Walter Vásquez

Personal information
- Full name: Walter Junior Vásquez Ríos
- Date of birth: 28 August 1998 (age 27)
- Place of birth: Loreto, Peru
- Height: 1.80 m (5 ft 11 in)
- Position: Winger

Youth career
- Sporting Cristal

Senior career*
- Years: Team / Apps / (Gls)
- 0000–2017: Yurimaguas
- 2018–2020: Sport Boys / 14 / (1)
- 2021: Deportivo Coopsol / 5 / (0)
- 2022: Chavelines / 0 / (0)
- 2022: San Cristóbal
- 2023: Bentín Tacna Heroica
- 2024: UCV Moquegua / 8 / (1)
- 2025: Defensor Arguedas / 12 / (0)

= Walter Vásquez =

Peruvian footballer (born 1998)

Walter Junior Vásquez Ríos (born 28 August 1998) is a Peruvian footballer who plays as a winger.

==Early years==
Vasquez started playing football at Sporting Cristal but left the club shortly after due to family reasons. He started his career again, joining Yurimaguas and in 2016, before he was contacted by Sport Boys, after being spotted in Copa Perú.

==Club career==
===Sport Boys===
In 2018, 18-year old Vasquez joined Sport Boys, after the club's reserve team coach, Luis Hernández, invited him to join the team. Vasquez spent his first year at the club on the reserve team. After Sport Boys was promoted to the Peruvian Primera División in 2018, first team coach, Mario Viera, saw Vasquez scoring two goals in a game for Sport Boys' reserves, and offered him a professional contract which also secured him a promotion to the first team squad. However, he still played most of the year for the reserve team except for at the end of the year, where he got his official debut for Sport Boys on 7 November 2018 against Deportivo Binacional. Vasquez played from the first minute and was noticed for an assist to Carlos Neyra. He participated in two further games in the 2018 season.

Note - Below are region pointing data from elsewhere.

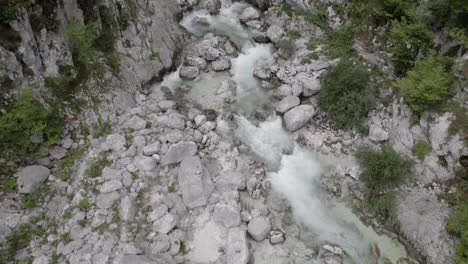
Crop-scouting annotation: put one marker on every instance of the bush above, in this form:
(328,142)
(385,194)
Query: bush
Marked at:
(421,149)
(346,96)
(381,171)
(409,39)
(428,84)
(28,117)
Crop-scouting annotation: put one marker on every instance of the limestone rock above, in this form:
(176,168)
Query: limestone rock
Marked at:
(221,64)
(249,13)
(189,72)
(287,103)
(193,182)
(31,178)
(237,251)
(178,152)
(259,228)
(298,117)
(166,223)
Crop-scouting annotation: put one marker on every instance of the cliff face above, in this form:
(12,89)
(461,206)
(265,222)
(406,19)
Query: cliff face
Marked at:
(34,46)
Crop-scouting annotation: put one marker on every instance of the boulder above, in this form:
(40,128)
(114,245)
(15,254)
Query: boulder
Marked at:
(127,209)
(259,228)
(213,6)
(178,152)
(237,251)
(221,64)
(275,33)
(249,13)
(298,117)
(194,182)
(111,186)
(227,214)
(166,223)
(286,90)
(189,72)
(310,84)
(143,163)
(152,149)
(136,123)
(31,178)
(287,103)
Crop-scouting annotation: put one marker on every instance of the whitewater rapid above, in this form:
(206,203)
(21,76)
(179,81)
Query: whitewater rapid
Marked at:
(295,172)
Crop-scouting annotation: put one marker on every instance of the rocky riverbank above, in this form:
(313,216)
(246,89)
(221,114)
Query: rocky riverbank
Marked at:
(194,167)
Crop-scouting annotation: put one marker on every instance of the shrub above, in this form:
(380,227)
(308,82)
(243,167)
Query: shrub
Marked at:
(28,117)
(346,96)
(428,84)
(382,170)
(421,149)
(409,39)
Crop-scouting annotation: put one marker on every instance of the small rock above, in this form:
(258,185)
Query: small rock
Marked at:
(237,251)
(144,163)
(58,152)
(297,117)
(157,213)
(276,237)
(189,72)
(249,13)
(275,33)
(152,148)
(259,228)
(31,178)
(136,123)
(111,186)
(127,209)
(221,64)
(287,103)
(166,223)
(178,152)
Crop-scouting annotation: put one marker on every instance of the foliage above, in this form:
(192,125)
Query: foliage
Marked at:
(29,201)
(8,184)
(294,35)
(382,170)
(28,117)
(16,240)
(409,39)
(421,149)
(428,84)
(346,96)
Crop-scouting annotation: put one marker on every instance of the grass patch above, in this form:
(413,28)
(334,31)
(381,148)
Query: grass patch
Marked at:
(346,96)
(382,170)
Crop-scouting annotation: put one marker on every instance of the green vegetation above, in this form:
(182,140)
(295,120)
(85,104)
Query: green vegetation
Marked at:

In the 2019 season, he didn't participate in a single game for the first team but was a regular player for the reserve team.

===Later career===
On 30 March 2021, Peruvian Segunda División club Deportivo Coopsol confirmed, that Vásquez had joined the club. In April 2022, Vásquez moved to fellow league club, Sport Chavelines Juniors.

In 2022, Vásquez played for Credicoop San Cristóbal. In 2023, he moved to Bentín Tacna Heroica. In January 2024, he joined Peruvian Segunda División side UCV Moquegua.